Intorno alla metà degli anni ’50, A. assunse anche il comando dell’esercito del legato pontificio impegnato nella guerra contro Ezzelino.
La famiglia Este, già prima dell’ascesa di A., realizzò costantemente una massiccia infiltrazione di propri clienti nei capitoli della cattedrale ed un’invasiva imposizione di avvocati sui principali enti monastici del Ferrarese e di tutto il Polesine. Questa strategia permise ad A., da un lato, un controllo sulle procedure di nomine di presuli ed abati, dall’altro di attuare una concreta espropriazione dei patrimoni fondiari di tali istituti, concessi feudalmente a congiunti, partigiani e sostenitori al fine di alimentare le proprie clientele.
Una timida espressione di disaffezione nei confronti di A. dovette manifestarsi già nel 1247 allorché l’Este, a causa delle pressioni esercitate da una parte dell’élite cittadina, si dimise dalla carica podestarile che aveva fino ad allora rivestito. Una scelta peraltro motivata, forse, anche dal desiderio di sottrarsi all’immagine di padrone indiscusso della vita pubblica ferrarese e di sovvertitore della tradizionale alternanza ai vertici delle strutture istituzionali. Che la posizione egemonica di A. fosse tutt’altro che compromessa da questo accadimento è dimostrato non tanto dall’attribuzione allo stesso Este di una pensione annua a tempo indeterminato quanto dalla solidità di quelle reti clientelari intessute nel corso degli anni precedenti.
Il predominio di A. avrebbe del resto assistito ad una più violenta forma di contestazione nel 1261. In quell’anno un’ancora vitale fronda costituita da alcune di quelle famiglie, come i Ramberti, che erano state fedeli sostenitrici di Salinguerra Torelli, tentò d’abbattere violentemente il regime azzoliniano attraverso una congiura che fu comunque scoperta e repressa con facilità.
L’egemonia di A. sulla città di Ferrara si concluse solo in occasione della sua morte alla metà del febbraio 1264. Nel testamento, A. indicava quale suo unico erede il nipote Obizzo, figlio di suo figlio Rinaldo, premortogli nel 1251 mentre era prigioniero in Puglia (forse assassinato per volere di Corrado IV) dopo essere stato catturato da Federico II.

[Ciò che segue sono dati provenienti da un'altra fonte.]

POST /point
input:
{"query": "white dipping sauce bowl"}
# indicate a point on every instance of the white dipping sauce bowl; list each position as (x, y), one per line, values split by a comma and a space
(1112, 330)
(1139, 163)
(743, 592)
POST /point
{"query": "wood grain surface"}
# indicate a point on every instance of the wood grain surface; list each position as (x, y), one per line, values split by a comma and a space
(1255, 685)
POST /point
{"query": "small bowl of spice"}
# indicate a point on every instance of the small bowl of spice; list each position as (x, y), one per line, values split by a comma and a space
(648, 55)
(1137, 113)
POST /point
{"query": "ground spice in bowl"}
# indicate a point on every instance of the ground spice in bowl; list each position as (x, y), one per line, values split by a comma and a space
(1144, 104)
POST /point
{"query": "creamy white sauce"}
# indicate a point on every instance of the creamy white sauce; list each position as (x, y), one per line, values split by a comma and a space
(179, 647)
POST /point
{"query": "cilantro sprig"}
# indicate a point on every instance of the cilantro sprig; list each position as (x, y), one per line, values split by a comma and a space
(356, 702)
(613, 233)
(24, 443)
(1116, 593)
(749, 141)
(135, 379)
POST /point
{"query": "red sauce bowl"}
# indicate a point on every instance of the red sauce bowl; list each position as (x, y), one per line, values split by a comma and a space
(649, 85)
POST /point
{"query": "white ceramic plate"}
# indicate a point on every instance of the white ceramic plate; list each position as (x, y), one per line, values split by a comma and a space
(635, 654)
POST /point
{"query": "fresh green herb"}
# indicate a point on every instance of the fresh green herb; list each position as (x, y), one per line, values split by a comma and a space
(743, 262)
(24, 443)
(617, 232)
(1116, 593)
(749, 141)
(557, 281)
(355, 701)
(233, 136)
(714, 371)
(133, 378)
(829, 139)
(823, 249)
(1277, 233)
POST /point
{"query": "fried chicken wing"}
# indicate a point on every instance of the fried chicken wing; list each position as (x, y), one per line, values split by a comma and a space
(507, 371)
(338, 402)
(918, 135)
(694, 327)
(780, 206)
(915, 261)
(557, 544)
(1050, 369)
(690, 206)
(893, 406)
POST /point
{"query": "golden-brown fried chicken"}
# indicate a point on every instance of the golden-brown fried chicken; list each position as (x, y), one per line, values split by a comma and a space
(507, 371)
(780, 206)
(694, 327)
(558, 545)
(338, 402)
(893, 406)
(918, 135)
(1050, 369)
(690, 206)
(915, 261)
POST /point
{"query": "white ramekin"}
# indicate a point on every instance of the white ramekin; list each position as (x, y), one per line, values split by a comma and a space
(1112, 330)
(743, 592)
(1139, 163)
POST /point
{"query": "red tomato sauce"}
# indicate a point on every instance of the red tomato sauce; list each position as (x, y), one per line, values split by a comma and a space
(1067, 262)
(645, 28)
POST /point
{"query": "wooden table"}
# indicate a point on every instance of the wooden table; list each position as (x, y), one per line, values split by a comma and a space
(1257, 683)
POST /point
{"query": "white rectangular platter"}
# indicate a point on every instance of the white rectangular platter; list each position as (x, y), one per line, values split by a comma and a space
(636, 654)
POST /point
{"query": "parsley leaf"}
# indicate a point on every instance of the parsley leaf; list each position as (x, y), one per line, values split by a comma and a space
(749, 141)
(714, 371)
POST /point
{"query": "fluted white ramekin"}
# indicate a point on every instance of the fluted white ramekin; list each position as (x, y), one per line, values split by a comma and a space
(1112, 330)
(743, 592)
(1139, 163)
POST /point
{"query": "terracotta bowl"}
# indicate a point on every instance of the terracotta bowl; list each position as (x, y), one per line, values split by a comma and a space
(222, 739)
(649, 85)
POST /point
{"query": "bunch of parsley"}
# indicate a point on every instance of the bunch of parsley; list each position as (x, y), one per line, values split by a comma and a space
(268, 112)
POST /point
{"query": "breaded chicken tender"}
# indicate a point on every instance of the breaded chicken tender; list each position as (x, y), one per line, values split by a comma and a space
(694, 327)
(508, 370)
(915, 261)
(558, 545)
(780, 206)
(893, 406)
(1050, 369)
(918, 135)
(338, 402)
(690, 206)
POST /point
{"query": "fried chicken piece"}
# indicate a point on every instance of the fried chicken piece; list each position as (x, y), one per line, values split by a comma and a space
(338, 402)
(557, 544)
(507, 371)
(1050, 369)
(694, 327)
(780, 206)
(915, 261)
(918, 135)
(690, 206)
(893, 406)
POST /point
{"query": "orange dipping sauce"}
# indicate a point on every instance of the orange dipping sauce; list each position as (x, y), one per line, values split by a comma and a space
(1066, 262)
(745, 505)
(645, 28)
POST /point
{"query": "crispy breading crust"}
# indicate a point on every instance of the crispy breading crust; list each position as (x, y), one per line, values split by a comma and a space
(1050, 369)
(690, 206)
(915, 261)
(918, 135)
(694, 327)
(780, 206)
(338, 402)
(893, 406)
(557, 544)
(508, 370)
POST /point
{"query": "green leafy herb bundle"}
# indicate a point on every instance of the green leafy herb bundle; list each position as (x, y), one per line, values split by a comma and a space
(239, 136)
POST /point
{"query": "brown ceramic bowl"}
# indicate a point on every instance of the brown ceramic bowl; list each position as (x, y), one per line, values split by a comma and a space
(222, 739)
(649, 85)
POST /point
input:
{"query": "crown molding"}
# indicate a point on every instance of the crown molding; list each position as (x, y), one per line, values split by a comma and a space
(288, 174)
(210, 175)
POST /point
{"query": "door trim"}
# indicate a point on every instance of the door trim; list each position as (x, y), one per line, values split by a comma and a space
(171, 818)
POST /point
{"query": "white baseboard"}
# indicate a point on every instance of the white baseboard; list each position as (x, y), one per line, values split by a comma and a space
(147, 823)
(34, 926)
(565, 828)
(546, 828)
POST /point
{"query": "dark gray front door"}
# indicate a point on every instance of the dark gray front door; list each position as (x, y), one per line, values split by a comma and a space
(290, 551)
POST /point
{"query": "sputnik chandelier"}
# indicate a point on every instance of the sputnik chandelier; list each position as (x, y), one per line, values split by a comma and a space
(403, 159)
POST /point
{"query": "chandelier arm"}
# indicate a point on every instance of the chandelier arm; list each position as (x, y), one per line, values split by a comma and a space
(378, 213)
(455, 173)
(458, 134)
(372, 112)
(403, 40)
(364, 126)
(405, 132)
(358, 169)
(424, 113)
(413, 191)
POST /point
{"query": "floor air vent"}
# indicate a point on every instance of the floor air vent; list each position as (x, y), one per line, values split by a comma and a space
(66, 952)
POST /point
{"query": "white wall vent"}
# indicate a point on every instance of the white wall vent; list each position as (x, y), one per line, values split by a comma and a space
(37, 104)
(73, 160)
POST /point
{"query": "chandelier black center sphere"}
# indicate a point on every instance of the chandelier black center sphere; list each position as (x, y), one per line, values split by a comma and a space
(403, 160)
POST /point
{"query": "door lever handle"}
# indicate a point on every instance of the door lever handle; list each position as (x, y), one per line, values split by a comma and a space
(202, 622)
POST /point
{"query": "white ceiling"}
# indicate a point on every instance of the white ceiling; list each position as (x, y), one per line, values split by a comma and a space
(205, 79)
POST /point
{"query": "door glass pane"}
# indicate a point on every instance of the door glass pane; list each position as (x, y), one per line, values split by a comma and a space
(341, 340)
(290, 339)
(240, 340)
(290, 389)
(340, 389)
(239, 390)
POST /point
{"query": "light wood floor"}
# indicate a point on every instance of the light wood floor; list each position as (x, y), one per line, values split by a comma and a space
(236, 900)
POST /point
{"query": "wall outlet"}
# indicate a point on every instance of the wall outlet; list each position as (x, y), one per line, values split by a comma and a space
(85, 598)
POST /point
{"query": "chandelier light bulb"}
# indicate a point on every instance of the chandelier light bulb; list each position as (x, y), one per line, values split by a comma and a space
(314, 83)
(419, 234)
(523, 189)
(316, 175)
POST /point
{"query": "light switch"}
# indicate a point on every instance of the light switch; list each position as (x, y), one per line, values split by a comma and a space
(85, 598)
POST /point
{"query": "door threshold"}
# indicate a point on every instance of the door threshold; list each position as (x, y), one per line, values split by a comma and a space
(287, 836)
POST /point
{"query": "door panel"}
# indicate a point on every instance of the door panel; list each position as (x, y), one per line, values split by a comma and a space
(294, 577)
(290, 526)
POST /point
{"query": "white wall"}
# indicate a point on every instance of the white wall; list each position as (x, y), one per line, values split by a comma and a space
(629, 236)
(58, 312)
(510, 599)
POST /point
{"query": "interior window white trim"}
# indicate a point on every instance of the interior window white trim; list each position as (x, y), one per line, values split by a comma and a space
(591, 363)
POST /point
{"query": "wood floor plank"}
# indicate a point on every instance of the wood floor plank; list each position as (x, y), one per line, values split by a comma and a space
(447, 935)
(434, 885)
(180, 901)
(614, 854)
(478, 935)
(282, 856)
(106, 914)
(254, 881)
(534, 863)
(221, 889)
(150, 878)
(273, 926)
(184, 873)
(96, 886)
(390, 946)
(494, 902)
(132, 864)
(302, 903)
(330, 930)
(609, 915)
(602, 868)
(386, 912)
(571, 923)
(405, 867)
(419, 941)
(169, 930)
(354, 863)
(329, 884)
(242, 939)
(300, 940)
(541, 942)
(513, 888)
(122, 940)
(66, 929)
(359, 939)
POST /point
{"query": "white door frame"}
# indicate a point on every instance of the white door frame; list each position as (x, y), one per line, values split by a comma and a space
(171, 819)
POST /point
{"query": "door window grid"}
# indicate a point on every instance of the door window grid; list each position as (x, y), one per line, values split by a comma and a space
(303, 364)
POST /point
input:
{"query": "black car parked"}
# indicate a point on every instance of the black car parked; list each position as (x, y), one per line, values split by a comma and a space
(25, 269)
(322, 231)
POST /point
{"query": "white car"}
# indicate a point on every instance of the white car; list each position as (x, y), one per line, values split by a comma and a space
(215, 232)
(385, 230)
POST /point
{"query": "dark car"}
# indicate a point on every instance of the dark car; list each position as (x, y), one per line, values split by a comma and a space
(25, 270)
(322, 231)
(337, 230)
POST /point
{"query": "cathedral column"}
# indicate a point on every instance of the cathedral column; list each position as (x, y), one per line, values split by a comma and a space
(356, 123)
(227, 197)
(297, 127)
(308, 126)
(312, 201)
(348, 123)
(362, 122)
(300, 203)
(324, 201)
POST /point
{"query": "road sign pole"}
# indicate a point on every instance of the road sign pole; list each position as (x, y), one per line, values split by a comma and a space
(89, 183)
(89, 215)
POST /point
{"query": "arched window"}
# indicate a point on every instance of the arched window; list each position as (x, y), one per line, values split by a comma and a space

La perdita della documentazione archivistica ferrarese a causa dell’incendio che distrusse nel 1385 le carte della camera actorum costringe le ricostruzioni dell’età precedente a fondarsi in modo massiccio sulle fonti cronachistiche. Una parziale integrazione è comunque garantita dai documenti conservati presso l’Archivio di Stato di Modena, Archivio segreto Estense, Documenti riguardanti la casa e lo Stato.
Fonti: J.T. Bömer, Regesta Imperii, V, 1-3, Innsbruck 1881-1901 ad indic. sub voce; Chronicon Estense, a cura di G. Bertoni – E.P. Vicini, in Rer. Ital. Scrip.2, XV, 3; L.A. Muratori, Antiquitates Italicae Medii Aevi, Milano 1738-41; Id., Delle antichità estensi ed italiane, I, Modena, 1717; Gerardi Maurasii, Cronica dominorum Ecelini et Alberici fratrum de Romano, a cura di G. Soranzo, in Rer. Ital. Scrip.2, VIII, 4; Rolandini Patavini, Cronica in factis et circa facta Marchie Trivixane, a cura di A. Bonardi, in Rer. Ital. Scrip.2, VIII, 1; Riccobaldus Ferrariensis, Cronica parva Ferrariensis, a cura di G. Zanella, Ferrara, 1983.